La Grande Guerra si racconta
Cartoline, satira e un tesoro ritrovato
IL RICORDO - Rinvenuti a San Severino cimeli del primo conflitto mondiale da restituire ai reduci e alle loro famiglie. A Montelupone e Colmurano inaugurate due esibizioni che analizzano il '15 - '18 da un'ottica differente. Da un lato la critica delle riviste italiane, dall'altro la sterminata collezione Ciamarra sulla propaganda
di Marco Ribechi
Si cerano i destinatari di un vero e proprio tesoro sbucato fuori dagli archivi dell’Associazione combattenti e reduci di San Severino. Attestati, medaglie e decorazioni per chi si distinse durante la Grande Guerra attendono di essere riconsegnati ai legittimi proprietari o alle loro famiglie. Il materiale interessa decine e decine di settempedani, quasi tutti scomparsi, per questo è stato necessario lanciare un appello perché congiunti e concittadini di chi prese parte al conflitto del 1915-1918 verifichino se tra i nominativi ci siano propri familiari o anche semplici conoscenti. Nella vastità di materiale rinvenuto ci sono attestati di Croce al Merito di Guerra, medaglie di Gratitudine nazionale alle madri dei caduti per la Patria nella Guerra 1915 – 1918, medaglie a Ricordo della guerra Europea, distintivi d’onore istituiti per gli orfani dei caduti in combattimento o per offese nemiche, medaglie a ricordo della Guerra 1915 – 1918, attestati alla memoria di chi morì in Patria e, infine, medaglie per la esemplare operosità spiegata nei campi agrari durante l’annata di guerra 1917. Per controllare i propri nominativi consultare il sito del comune di San Severino.

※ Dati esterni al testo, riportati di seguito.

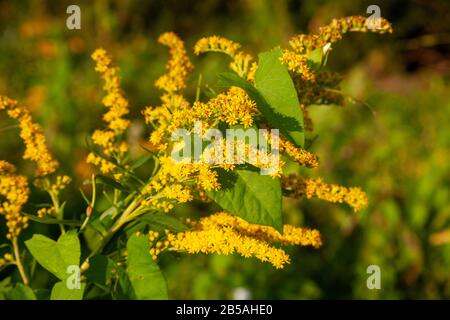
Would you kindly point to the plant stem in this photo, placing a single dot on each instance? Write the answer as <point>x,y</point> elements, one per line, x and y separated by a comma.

Intanto Montelupone e Colmurano si uniscono per presentare due mostre che raccontano la Prima guerra mondiale a cento anni dal suo inizio. “Segni di guerra” esposta al palazzetto del Podestà di Montelupone illustra lo svolgersi degli eventi, secondo l’interpretazione che ne diedero le testate satiriche italiane. Inaugurata il 25 marzo ha visto la presenza dello storico e ricercatore Fabio Santilli, presidente del Centro Studi Galantara che ha guidato gli studenti della scuola media in un excursus storico artistico delle produzioni satiriche dedicate a suo tempo agli inizi della prima guerra mondiale. L’inaugurazione della mostra a Montelupone, che resterà aperta fino al 28 giugno, segna l’avvio di un percorso che prevede altri appuntamenti in un ciclo di esposizioni che intendono “narrare” aspetti diversi delle modalità comunicative utilizzate, a fini propagandistici, dai mezzi d’informazione del tempo.
A questo proposito sabato 28 marzo a Colmurano sarà inaugurata la mostra “L’immagine dei bambini nella propaganda della grande guerra, nelle cartoline della collezione Adolfo Ciamarra”. L’idea nasce per mettere in risalto un importante “giacimento culturale” del nostro territorio: la sterminata collezione (più di 30mila pezzi) di cartoline di Adolfo Ciamarra di San Severino. Proprio durante il primo conflitto mondiale le cartoline di propaganda militare diventarono un formidabile strumento per esercitare un’influenza positiva sul soldato, rafforzando la sua psicologia e le sue motivazioni di combattente attraverso l’esaltazione del valore e dell’eroismo. In quest’ottica anche l’impiego dell’immagine di bambini e bambine servì come elemento efficace per costruire un percorso ideologico e iconografico volto a sdrammatizzare il volto tragico della guerra, utilizzando l’esaltazione emozionale con lo scopo di consolidare lo spirito di resistenza. La mostra curata da Alberto Pellegrino, preceduta da una introduzione metodologica, è suddivisa in cinque sezioni tematiche, rappresentando la sintesi di una consistente parte della Collezione Ciamarra interamente dedicata alle cartoline della Prima guerra mondiale, costituendo quindi una delle raccolte più rilevanti e storicamente più importanti del nostro Paese.